Natalia Jabrzyk 🇵🇱 secured her second gold medal of the competition by winning the women’s 1500m on the second day of the #Hamar2024 𝙁𝙄𝙎𝙐 𝙒𝙤𝙧𝙡𝙙 𝙐𝙣𝙞𝙫𝙚𝙧𝙨𝙞𝙩𝙮 𝘾𝙝𝙖𝙢𝙥𝙞𝙤𝙣𝙨𝙝𝙞𝙥 Speed Skating ⛸️in Norway 🇳🇴. Marte Bjerkreim Furnée 🇳🇴came second, Zuzana… pic.twitter.com/nQMNABj0rp
— FISU (@FISU) February 23, 2024
Łącznie w klasyfikacji medalowej AMŚ 2024 nasza reprezentacja zajęła drugie miejsce.

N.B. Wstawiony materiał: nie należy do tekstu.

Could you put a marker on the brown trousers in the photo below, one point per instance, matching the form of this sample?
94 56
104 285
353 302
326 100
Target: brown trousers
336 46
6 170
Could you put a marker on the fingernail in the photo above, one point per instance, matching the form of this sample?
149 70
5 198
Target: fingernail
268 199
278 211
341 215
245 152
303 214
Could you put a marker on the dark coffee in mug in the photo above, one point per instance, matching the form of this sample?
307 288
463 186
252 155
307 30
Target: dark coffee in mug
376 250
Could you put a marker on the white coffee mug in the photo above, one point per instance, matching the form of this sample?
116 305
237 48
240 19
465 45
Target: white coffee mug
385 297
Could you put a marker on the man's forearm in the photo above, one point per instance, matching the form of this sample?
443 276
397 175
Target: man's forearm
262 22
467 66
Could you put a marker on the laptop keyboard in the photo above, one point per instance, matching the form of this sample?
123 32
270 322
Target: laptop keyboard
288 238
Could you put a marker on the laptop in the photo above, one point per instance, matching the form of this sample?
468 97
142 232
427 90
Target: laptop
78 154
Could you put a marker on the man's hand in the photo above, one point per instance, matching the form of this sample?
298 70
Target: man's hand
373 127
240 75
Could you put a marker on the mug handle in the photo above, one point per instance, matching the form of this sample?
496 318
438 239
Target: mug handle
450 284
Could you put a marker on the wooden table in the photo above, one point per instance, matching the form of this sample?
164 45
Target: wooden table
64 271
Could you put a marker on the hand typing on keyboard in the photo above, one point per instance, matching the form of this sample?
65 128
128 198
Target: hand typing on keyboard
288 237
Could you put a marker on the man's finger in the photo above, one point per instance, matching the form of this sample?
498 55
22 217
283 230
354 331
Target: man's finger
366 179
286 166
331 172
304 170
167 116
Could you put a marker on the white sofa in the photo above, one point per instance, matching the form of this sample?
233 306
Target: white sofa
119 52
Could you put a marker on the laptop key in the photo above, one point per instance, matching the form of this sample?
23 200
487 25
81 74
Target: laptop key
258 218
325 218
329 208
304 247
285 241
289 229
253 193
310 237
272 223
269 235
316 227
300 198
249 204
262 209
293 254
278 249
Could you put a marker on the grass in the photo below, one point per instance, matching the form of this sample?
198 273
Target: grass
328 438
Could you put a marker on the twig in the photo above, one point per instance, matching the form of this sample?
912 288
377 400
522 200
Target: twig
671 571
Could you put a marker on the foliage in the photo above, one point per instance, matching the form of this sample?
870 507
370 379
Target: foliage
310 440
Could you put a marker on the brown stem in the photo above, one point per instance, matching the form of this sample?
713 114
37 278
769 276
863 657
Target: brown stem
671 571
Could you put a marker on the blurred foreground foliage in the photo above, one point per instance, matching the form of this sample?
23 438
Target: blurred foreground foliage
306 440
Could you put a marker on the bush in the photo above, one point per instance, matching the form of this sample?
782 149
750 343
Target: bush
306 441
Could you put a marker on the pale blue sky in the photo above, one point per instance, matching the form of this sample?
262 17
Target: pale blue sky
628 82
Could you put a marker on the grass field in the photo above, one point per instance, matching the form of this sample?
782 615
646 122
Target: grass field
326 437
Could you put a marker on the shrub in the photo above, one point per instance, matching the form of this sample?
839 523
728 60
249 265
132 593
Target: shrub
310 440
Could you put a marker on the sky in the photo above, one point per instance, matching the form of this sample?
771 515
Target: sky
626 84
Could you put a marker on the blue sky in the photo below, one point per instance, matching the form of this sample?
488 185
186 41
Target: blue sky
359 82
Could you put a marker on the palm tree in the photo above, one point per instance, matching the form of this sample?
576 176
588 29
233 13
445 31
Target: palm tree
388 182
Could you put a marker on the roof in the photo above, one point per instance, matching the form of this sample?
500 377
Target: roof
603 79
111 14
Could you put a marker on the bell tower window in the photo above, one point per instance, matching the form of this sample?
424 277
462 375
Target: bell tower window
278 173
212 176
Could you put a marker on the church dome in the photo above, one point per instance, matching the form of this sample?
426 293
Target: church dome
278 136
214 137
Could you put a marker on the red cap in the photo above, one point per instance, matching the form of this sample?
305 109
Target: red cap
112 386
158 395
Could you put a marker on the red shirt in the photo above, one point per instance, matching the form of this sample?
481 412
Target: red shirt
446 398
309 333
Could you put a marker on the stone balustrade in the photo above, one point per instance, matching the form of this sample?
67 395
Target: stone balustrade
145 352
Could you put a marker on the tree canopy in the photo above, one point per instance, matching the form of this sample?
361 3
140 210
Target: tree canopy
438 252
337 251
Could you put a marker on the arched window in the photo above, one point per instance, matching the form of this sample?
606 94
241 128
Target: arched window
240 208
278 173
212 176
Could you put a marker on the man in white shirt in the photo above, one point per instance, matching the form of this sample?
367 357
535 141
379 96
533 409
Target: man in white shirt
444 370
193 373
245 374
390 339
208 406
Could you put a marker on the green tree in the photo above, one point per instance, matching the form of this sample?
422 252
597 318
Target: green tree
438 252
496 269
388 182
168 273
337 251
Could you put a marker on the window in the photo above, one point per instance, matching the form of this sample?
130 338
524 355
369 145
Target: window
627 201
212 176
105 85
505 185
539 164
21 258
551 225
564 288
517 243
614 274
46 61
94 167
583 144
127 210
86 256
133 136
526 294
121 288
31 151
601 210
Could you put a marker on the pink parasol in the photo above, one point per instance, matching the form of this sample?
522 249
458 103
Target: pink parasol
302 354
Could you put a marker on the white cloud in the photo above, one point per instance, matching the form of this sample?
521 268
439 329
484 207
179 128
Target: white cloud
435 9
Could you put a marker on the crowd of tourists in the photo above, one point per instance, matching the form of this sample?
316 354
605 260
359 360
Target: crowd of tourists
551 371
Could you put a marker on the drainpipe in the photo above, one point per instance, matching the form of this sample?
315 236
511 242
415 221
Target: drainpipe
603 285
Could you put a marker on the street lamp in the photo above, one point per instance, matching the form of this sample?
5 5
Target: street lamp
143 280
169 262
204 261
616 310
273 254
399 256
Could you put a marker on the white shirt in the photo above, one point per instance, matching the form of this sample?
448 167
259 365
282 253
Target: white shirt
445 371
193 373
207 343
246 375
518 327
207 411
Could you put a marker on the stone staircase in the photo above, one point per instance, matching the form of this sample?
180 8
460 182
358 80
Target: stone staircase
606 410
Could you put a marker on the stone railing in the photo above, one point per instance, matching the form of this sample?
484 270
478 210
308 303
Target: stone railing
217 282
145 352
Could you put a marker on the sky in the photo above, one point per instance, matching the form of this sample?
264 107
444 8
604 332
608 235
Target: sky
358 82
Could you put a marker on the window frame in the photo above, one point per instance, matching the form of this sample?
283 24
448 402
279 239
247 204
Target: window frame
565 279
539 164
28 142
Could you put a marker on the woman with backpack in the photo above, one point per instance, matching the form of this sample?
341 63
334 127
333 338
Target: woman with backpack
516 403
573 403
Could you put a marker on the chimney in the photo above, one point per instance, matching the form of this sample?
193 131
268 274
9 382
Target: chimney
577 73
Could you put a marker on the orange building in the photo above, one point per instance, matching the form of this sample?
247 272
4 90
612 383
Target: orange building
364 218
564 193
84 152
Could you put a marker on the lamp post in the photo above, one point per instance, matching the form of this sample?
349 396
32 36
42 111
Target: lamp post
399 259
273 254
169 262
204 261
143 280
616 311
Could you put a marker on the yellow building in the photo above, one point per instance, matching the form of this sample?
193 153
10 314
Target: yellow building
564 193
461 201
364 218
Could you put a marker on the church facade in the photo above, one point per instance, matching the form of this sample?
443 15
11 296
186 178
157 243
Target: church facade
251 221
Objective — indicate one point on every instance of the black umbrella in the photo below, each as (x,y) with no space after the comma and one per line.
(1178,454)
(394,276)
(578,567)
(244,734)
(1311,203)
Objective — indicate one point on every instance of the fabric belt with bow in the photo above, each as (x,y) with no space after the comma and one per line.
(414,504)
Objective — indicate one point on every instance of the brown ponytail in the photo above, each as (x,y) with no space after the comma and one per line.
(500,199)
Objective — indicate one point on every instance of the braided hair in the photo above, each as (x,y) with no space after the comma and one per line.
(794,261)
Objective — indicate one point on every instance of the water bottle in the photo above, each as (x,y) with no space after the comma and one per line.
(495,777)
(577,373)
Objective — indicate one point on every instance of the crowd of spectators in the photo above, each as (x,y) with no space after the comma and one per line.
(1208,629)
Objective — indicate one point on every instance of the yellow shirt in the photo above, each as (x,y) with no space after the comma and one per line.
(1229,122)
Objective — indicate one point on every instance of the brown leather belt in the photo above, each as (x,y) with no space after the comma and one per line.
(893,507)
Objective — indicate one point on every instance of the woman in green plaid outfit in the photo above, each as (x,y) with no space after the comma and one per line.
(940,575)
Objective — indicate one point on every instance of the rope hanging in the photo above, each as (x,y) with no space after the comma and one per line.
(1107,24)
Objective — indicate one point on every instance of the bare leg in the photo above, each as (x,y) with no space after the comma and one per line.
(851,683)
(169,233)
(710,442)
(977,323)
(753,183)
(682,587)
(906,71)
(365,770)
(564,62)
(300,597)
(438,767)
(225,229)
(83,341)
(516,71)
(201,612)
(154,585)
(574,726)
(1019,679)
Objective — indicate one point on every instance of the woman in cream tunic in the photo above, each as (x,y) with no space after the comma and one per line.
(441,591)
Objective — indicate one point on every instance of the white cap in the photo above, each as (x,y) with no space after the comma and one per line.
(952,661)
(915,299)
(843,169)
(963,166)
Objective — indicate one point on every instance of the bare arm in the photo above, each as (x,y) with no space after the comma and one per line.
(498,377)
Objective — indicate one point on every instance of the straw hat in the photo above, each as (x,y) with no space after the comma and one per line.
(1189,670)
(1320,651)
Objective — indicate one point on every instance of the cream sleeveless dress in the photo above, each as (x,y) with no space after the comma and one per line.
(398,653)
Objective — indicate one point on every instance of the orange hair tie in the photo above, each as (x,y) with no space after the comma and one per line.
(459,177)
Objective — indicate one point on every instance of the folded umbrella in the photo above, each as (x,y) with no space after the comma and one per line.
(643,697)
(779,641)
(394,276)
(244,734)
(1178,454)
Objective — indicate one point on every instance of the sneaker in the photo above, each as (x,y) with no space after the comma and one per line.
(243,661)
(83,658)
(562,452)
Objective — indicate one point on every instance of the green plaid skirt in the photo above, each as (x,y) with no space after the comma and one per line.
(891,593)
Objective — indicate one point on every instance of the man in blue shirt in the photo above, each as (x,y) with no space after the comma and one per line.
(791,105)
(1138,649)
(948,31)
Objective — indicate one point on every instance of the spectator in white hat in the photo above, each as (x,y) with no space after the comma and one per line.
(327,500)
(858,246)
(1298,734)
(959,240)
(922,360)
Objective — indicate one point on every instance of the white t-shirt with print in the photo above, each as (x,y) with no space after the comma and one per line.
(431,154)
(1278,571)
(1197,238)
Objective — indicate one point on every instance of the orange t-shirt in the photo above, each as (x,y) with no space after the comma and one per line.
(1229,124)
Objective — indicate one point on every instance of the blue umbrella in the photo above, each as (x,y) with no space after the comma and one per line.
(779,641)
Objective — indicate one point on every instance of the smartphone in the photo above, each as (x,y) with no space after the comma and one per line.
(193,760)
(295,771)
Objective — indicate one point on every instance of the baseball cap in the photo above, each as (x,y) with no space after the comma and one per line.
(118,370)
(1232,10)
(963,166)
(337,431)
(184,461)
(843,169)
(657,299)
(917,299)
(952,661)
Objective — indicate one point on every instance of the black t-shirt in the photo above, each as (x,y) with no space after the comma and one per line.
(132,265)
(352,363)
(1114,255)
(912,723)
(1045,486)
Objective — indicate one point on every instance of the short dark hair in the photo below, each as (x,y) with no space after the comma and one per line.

Z dorobkiem dziewięciu medali (cztery złote, trzy srebrne, dwa brązowe) Polacy ustąpili tylko Norwegom. Skandynawowie na własnym terenie zgarnęli dwanaście krążków. Na trzecim miejscu uplasowali się Japończycy (osiem wyróżnień).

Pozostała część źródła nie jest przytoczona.